SEATTLE SLEW is a perfect way to obfuscate the "a lot" meaning of SLEW. Horse owners and the weird names they give! PAPAL MASS also works, since the religious sense of "mass" is different from the "large group of things" sense.
BATTERY PACK, not so much, as that means "a lot of batteries put together." Better would have been something like VACUUM PACK.
HEAP is a tougher one, as there is no other meaning of HEAP than "a big pile." What would have been another word to work with, less directly? How about CARBO LOAD?
To have or not have a revealer, that is usually the question. Not today, though, since newer solvers would almost definitely miss the theme concept without it. Heck, some experienced ones, too! I liked IT MEANS A LOT TO ME, although simply IT MEANS A LOT feels much stronger. Less is more.
IT MEANS A LOT could have been placed into the last themer position, too, delaying the a-ha moment until the end of the solve.
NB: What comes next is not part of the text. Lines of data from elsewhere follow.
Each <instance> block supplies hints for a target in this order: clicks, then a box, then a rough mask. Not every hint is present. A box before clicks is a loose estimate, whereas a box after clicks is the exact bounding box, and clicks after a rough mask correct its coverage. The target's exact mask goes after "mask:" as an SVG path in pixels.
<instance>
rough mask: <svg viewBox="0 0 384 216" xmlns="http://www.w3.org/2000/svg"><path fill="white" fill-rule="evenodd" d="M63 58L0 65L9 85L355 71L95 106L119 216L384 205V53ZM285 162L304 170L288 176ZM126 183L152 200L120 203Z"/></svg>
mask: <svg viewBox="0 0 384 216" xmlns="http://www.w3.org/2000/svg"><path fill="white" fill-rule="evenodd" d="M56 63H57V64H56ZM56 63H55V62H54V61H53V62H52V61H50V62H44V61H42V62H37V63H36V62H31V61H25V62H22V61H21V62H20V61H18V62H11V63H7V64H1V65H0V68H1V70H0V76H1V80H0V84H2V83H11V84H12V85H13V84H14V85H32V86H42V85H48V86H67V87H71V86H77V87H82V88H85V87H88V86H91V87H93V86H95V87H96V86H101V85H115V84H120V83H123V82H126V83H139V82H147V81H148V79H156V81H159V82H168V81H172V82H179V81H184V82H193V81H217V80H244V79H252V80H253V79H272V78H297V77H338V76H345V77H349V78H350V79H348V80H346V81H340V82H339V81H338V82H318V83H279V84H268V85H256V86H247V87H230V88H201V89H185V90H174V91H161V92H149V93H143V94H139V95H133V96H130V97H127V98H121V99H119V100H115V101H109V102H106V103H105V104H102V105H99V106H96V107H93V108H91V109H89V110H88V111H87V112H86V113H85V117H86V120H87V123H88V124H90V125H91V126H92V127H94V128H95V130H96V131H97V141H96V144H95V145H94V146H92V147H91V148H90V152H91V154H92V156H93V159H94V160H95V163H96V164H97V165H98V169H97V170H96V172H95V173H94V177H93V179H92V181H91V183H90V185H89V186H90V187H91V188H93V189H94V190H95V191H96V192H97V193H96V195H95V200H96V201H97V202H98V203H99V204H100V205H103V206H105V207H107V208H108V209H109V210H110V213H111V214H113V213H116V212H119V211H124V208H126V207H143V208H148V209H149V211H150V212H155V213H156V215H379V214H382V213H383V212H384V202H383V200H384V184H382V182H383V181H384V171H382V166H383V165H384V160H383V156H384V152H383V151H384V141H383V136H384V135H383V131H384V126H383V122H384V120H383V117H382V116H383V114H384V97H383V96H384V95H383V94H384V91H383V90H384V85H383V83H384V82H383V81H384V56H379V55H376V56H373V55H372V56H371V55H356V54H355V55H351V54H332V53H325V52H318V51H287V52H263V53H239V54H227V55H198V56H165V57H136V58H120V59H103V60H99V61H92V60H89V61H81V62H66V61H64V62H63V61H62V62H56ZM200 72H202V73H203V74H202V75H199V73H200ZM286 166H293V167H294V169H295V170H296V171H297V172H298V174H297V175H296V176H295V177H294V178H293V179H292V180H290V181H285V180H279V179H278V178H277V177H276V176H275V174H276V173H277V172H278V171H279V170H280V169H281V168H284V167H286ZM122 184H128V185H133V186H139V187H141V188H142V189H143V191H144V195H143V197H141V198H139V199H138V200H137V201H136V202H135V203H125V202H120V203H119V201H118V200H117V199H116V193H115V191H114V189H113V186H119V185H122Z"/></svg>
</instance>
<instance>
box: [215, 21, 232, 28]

It's not as fun when you hit the revealer halfway through the puzzle, making the rest of the solve a bit of a let-down.
I loved the long bonuses, and if you're going to include six of them, Gary laid them out perfectly. Staggering WORRISOME, THE NATURAL, OPEN ARMS, LEGAL PAD, GULF STATES, MOTOR RACE up down up down up down, spread across the columns, is the best way to create spacing, working around those five themers.
Whether you should or not is a different question. See: ALCAN, AGITA, OTT crossing STENS for Pete's sake that's just taunting newbs! See also: GESSO crossing SKOL. As much as I appreciated those six long bonuses, limiting them to four would have made for a much more appealing puzzle.
Overall, a strong theme concept, but the puzzle could have used both theme and grid revisions.